A second reason the term has had staying power is that, as new immigrants began to stream into the country in the 20th century, political leaders and scientists supported a
new racial science called eugenics that built on 19th-century notions of race. Eugenicists divided Caucasians into four ranked subraces: Nordic, Alpine, Mediterranean, and Jew (Semitic). I’m sure you will not be surprised to learn that the Nordics were ranked highest intellectually and morally. These rankings were used by our government to design and execute discriminatory immigration laws that preserved the political dominance of Nordics, who were largely Protestant Christians.
Today, the word “Caucasian” is still used in many official government documents, and it continues to carry a kind of scientific weight. For example, it is found in social science and medical research, and is used by some colleges and universities in their data collection and distribution of student, staff, and faculty statistics.
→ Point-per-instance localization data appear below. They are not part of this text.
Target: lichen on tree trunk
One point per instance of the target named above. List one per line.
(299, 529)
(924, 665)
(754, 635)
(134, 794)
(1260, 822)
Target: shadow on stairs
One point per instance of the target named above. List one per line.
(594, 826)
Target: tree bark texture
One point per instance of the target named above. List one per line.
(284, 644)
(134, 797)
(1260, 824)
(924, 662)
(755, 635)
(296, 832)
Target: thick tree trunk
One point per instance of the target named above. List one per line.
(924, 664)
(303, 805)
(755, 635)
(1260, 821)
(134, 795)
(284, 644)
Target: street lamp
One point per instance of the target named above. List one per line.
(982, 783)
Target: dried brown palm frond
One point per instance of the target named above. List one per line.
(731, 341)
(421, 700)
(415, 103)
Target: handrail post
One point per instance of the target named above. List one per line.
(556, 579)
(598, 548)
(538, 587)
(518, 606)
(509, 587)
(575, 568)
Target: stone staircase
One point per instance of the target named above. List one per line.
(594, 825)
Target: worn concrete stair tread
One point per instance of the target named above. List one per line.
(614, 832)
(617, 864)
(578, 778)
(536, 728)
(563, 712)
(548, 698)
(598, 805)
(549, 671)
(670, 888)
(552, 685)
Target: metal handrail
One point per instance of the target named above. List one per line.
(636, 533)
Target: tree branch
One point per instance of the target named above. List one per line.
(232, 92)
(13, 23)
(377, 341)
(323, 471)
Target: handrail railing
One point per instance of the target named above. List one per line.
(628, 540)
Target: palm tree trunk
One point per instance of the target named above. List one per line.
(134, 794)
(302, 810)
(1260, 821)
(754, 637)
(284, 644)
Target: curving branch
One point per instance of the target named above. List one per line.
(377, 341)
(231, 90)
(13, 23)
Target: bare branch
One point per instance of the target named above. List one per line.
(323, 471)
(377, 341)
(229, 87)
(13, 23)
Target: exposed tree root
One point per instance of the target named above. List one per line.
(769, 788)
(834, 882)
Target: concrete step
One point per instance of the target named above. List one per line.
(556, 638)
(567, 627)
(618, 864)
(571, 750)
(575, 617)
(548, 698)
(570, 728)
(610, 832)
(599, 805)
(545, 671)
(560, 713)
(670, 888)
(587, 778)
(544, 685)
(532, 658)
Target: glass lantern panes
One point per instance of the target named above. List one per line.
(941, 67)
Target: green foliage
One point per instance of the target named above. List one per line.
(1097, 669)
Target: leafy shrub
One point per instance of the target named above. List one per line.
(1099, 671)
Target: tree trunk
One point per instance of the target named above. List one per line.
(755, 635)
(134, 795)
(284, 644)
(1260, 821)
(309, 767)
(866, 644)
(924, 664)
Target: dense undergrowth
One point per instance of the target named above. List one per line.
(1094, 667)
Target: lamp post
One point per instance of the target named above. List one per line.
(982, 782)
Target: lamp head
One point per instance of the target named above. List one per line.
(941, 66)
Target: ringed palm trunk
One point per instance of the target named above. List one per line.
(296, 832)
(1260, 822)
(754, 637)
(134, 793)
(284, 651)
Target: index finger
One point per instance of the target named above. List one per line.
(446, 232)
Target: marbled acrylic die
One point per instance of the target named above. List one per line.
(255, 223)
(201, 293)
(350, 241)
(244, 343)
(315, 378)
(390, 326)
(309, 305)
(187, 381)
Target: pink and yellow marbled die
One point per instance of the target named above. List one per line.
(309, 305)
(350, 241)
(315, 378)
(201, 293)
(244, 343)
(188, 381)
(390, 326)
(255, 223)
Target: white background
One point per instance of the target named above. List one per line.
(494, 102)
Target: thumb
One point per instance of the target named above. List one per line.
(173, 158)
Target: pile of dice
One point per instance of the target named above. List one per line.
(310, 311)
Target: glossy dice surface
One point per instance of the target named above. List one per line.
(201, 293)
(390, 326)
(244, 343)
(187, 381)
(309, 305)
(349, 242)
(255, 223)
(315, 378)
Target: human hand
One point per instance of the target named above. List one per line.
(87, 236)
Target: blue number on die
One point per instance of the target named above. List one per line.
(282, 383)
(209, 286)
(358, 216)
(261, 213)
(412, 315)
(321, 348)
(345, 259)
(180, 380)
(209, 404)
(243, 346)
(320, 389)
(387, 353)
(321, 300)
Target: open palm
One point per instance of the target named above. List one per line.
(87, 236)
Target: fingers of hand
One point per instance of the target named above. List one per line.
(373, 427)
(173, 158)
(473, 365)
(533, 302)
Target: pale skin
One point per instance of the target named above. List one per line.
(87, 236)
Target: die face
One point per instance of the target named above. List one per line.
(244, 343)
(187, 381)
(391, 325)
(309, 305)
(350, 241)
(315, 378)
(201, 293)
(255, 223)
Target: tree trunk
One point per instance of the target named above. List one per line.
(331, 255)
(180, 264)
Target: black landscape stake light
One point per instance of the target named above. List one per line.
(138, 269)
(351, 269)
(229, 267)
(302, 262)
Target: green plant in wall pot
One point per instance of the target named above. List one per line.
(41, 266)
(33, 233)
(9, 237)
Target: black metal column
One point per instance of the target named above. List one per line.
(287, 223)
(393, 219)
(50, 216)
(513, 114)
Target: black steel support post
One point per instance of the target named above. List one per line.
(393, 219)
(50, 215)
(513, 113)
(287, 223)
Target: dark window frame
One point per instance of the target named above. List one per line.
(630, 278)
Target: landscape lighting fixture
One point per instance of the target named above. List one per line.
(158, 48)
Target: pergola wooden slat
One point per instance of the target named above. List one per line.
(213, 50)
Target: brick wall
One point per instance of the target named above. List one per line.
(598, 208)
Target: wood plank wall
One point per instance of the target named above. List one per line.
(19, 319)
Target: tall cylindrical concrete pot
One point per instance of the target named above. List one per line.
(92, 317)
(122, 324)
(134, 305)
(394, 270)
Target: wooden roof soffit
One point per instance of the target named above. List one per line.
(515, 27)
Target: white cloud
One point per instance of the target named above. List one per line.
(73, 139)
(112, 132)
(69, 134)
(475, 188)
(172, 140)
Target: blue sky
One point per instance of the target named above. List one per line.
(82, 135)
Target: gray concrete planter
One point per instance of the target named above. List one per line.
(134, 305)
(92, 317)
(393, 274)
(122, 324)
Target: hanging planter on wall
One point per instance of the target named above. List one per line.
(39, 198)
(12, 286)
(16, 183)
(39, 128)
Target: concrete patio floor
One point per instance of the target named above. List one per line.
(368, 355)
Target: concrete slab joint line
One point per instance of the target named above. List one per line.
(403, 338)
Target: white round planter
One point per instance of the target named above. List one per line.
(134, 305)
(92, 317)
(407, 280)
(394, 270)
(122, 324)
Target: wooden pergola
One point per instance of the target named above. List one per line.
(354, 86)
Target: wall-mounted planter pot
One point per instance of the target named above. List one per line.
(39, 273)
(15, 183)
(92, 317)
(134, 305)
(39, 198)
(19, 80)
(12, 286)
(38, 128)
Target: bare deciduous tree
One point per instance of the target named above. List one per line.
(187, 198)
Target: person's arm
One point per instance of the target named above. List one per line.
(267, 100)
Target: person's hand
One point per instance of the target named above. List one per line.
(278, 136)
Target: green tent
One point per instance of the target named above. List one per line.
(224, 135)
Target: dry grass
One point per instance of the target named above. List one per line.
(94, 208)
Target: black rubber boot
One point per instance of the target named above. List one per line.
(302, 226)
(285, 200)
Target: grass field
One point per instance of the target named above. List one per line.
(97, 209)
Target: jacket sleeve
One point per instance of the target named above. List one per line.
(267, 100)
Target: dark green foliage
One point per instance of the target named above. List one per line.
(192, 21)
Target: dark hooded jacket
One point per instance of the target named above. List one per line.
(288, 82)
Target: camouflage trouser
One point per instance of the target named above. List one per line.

In Mukhopadhyay’s research, she sampled government websites and official documents and was surprised to learn how many government offices, including the U.S. Census Bureau, still use the word.
So “Caucasian” became entrenched in our legal, governmental, scientific, and social lives. And although the U.S. government reluctantly denounced or at least played down racial science after the atrocities of Adolf Hitler’s regime were fully exposed at the end of WWII, the term has not been discarded.
What can we do to change it? We need to acknowledge that the word “Caucasian” is still around and that its continued use is problematic. We should use terms that are more accurate, such as “European-American.” Doing so would at least be consistent with the use of descriptive terms like “African-American,” “Mexican-American,” and others that signify both a geographical and an American ancestry."